Entretanto, muitos carregam em seu sistema familiar memórias traumáticas de pobreza, perdas, escassez e dificuldades financeiras intensas. Por lealdade inconsciente, podem repetir esses destinos, excluindo a prosperidade como forma de permanecer fiéis a quem sofreu antes. Quando, porém, olhamos com reverência para nossos antepassados e acolhemos a dor e traumas que viveram, transformamos essa lealdade cega em um movimento de honra, permitindo que a prosperidade se torne uma nova possibilidade para todo o sistema. Também é comum que pessoas bem-sucedidas sintam vergonha da origem humilde dos pais. Esse movimento é, na verdade, uma exclusão: rejeitar a própria raiz. E quem rejeita suas origens, inevitavelmente, rejeita partes essenciais de si mesmo, comprometendo o sucesso pleno.
Para olhar para o futuro de forma íntegra, é necessário estar em paz com o passado. Quando alguém permanece preso a dores, traumas ou destinos interrompidos de seus pais ou ancestrais, não consegue ocupar o presente com totalidade. Somente ao reconciliar-se com a própria história é possível caminhar com firmeza e liberdade. Nas constelações familiares, é frequente vermos pais presos às próprias dores internas, incapazes de olhar verdadeiramente para os filhos. Muitas vezes, eles não estão emocionalmente disponíveis, não por falta de amor, mas porque algo anterior ainda os chama.

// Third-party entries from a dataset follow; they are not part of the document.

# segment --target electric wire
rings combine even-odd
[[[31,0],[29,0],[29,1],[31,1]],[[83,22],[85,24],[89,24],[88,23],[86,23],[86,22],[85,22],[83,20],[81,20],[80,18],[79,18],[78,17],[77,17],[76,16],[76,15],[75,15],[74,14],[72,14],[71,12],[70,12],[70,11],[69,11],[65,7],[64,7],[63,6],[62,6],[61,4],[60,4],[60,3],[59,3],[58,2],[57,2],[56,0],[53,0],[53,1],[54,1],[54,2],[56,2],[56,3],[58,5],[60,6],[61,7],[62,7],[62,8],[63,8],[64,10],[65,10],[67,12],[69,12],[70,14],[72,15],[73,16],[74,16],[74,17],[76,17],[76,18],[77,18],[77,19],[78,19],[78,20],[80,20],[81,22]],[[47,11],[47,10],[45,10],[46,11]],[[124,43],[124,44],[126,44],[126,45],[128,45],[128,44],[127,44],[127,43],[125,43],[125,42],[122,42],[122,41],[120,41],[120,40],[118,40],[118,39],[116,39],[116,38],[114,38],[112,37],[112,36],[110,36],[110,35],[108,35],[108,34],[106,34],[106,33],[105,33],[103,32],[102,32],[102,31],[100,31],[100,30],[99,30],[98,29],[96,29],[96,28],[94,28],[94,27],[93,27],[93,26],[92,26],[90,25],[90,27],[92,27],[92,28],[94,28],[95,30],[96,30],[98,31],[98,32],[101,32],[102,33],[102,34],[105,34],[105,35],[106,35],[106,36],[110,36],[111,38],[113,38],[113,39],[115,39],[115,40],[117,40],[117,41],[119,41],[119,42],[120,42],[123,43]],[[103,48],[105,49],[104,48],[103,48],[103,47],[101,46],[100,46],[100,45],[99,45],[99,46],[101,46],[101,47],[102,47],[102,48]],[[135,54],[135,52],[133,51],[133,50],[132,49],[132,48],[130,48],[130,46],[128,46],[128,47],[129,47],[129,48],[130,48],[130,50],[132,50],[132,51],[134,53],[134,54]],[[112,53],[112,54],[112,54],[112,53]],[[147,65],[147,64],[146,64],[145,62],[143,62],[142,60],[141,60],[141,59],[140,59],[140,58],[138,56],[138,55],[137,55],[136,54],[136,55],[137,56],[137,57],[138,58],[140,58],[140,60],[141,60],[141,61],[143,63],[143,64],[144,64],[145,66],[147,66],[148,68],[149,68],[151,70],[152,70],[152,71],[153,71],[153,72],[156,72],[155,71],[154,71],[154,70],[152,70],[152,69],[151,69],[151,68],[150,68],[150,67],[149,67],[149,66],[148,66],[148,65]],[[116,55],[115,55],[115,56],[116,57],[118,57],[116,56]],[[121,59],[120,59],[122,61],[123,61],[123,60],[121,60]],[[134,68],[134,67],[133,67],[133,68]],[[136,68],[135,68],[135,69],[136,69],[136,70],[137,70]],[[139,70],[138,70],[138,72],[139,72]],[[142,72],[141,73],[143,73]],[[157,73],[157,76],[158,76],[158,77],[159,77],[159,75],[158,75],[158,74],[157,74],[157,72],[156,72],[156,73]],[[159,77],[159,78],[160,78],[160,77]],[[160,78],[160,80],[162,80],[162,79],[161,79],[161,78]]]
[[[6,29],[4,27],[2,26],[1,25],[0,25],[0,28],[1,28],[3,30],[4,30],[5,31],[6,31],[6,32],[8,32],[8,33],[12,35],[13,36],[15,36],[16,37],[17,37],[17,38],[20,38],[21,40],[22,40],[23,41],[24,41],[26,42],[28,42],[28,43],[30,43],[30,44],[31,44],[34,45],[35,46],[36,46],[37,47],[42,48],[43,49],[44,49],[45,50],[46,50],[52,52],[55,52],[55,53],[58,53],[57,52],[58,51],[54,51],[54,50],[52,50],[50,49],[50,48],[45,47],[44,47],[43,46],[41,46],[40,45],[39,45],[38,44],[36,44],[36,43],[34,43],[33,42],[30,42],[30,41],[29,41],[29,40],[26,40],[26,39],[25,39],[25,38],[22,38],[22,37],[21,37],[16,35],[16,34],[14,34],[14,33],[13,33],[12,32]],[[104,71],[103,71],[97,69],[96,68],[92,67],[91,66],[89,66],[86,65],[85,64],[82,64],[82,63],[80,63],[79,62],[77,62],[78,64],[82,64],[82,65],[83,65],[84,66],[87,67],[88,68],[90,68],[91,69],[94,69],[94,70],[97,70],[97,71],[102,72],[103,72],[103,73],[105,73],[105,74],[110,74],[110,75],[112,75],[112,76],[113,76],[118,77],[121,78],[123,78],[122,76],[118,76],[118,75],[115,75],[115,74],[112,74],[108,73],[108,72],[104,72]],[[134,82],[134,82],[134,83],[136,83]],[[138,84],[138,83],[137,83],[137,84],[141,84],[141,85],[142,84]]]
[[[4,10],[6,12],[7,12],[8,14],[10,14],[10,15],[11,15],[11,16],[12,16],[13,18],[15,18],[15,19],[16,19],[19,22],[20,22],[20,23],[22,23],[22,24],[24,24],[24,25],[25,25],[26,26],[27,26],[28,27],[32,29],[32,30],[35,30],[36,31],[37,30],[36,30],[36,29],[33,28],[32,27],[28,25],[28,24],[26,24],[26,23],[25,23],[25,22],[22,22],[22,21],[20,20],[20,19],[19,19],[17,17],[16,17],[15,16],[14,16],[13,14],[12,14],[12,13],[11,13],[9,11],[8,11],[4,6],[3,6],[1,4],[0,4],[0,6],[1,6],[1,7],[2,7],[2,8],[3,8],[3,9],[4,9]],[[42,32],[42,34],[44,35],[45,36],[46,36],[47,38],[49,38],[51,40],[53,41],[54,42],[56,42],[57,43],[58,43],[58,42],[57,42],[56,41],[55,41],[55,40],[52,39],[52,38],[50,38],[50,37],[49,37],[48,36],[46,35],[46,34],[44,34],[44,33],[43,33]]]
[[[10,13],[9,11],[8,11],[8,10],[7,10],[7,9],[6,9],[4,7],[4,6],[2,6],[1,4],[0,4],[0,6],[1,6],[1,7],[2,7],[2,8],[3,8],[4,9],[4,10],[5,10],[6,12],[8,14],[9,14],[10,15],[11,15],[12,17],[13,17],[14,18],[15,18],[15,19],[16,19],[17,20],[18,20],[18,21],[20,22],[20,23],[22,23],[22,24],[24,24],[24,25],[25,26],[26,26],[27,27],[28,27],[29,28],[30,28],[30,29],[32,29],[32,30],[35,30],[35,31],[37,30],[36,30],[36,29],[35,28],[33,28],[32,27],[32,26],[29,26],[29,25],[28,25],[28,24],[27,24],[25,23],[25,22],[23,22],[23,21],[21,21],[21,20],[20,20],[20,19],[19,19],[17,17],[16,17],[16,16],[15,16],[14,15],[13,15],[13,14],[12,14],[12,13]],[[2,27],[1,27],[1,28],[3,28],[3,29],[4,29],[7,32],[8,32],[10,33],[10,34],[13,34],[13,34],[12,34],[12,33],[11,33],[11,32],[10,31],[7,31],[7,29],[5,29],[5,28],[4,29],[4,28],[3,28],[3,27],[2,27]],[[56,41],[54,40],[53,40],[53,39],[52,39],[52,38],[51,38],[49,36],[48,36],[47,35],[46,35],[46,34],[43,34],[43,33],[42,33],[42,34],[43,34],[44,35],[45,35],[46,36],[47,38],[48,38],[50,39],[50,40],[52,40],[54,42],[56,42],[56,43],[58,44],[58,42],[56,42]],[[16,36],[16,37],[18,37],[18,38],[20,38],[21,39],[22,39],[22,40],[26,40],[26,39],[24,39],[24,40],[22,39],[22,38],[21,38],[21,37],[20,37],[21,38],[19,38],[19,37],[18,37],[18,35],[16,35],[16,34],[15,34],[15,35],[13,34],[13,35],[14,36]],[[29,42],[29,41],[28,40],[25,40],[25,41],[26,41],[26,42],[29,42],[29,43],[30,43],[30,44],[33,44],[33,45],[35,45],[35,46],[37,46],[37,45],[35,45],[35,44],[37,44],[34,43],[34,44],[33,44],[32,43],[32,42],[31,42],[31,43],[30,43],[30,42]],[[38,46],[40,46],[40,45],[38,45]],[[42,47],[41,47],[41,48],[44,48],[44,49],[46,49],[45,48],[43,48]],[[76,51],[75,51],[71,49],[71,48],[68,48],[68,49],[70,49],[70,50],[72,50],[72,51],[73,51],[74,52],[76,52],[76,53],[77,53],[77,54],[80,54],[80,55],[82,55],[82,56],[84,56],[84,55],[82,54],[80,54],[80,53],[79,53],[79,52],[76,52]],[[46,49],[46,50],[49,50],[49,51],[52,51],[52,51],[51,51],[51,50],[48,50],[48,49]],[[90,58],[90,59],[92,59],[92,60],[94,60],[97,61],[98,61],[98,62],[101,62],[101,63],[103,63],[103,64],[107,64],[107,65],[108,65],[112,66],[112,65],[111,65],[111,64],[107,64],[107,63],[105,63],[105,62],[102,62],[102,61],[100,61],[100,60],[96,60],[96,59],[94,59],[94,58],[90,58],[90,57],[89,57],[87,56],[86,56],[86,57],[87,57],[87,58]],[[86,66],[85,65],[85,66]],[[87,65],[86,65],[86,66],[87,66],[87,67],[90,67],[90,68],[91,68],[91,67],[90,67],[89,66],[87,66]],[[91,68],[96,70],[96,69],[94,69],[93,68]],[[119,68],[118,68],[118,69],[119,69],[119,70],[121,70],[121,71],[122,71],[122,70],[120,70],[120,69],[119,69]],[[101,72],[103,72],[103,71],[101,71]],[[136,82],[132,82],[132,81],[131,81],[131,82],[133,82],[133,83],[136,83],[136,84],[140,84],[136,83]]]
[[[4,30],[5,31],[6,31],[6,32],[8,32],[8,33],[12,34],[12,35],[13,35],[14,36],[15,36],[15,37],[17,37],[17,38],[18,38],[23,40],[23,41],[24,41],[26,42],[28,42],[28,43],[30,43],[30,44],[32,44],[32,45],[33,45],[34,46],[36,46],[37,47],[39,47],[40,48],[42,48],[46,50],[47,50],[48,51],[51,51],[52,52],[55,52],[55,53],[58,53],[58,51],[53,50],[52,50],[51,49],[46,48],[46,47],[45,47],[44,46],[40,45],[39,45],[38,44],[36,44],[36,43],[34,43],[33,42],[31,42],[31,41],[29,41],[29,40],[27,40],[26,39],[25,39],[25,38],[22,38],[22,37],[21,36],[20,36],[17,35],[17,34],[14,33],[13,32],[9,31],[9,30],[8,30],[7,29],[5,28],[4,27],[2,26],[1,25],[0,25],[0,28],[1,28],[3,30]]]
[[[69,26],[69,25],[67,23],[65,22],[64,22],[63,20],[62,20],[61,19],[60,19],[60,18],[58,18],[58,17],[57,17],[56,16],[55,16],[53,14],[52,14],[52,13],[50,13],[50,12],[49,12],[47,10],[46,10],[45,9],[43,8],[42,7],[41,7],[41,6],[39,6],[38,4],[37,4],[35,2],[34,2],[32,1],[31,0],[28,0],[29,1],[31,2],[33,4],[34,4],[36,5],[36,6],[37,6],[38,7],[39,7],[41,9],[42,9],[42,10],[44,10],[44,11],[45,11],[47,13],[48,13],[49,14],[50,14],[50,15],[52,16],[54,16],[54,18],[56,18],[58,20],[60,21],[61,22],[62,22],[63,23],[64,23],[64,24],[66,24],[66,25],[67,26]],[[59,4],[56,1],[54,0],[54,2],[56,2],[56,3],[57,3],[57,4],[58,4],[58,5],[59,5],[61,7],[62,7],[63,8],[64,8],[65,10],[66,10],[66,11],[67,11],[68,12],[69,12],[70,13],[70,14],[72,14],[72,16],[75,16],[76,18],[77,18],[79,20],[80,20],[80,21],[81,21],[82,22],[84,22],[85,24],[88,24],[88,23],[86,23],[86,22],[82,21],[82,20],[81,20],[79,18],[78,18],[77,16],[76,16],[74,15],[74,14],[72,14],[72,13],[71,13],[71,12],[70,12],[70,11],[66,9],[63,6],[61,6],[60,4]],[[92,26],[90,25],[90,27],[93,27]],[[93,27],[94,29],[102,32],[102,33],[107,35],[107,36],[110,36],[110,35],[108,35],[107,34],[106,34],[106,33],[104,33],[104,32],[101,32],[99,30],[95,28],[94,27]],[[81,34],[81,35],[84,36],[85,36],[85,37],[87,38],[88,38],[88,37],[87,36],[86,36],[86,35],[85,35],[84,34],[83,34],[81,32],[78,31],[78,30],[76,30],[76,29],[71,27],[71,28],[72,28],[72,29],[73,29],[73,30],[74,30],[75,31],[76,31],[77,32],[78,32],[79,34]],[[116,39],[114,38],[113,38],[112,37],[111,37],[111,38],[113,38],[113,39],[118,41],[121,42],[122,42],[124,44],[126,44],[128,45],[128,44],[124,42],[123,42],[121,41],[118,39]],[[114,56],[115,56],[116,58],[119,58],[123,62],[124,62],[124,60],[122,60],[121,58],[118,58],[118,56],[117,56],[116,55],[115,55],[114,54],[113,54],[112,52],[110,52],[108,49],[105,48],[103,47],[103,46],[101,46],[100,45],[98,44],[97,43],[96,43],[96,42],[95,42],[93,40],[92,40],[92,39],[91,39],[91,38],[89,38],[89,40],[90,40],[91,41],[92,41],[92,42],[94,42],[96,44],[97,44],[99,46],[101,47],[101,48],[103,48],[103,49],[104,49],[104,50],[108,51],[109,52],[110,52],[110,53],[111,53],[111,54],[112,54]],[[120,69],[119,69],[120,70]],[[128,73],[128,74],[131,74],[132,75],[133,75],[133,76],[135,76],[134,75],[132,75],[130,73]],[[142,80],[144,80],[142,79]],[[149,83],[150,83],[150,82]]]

Reconhecer esse movimento traz ordem, alívio e dignidade ao sistema. Um exercício simples que pode auxiliar é permitir que o filho diga internamente: “Meu querido (a) pai/mãe, eu sei que sua dor não começou comigo. Começou antes. Eu aceito o seu amor do jeito que pode me dar. Obrigada (o) pelo dom da vida.” Quando esse movimento é sentido no coração, o fluxo pode se reorganizar. Tomar os pais como são, sem julgamentos, abre caminhos para que a vida e o dinheiro voltem a fluir com força, equilíbrio e presença.
Honrar nossa mãe é honrar a própria prosperidade.
Referências:
Hellinger, B. Constelações Familiares e o Caminho do Amor.
Hellinger, B. Ordens da Ajuda.
Schützenberger, A. A Síndrome dos Ancestrais.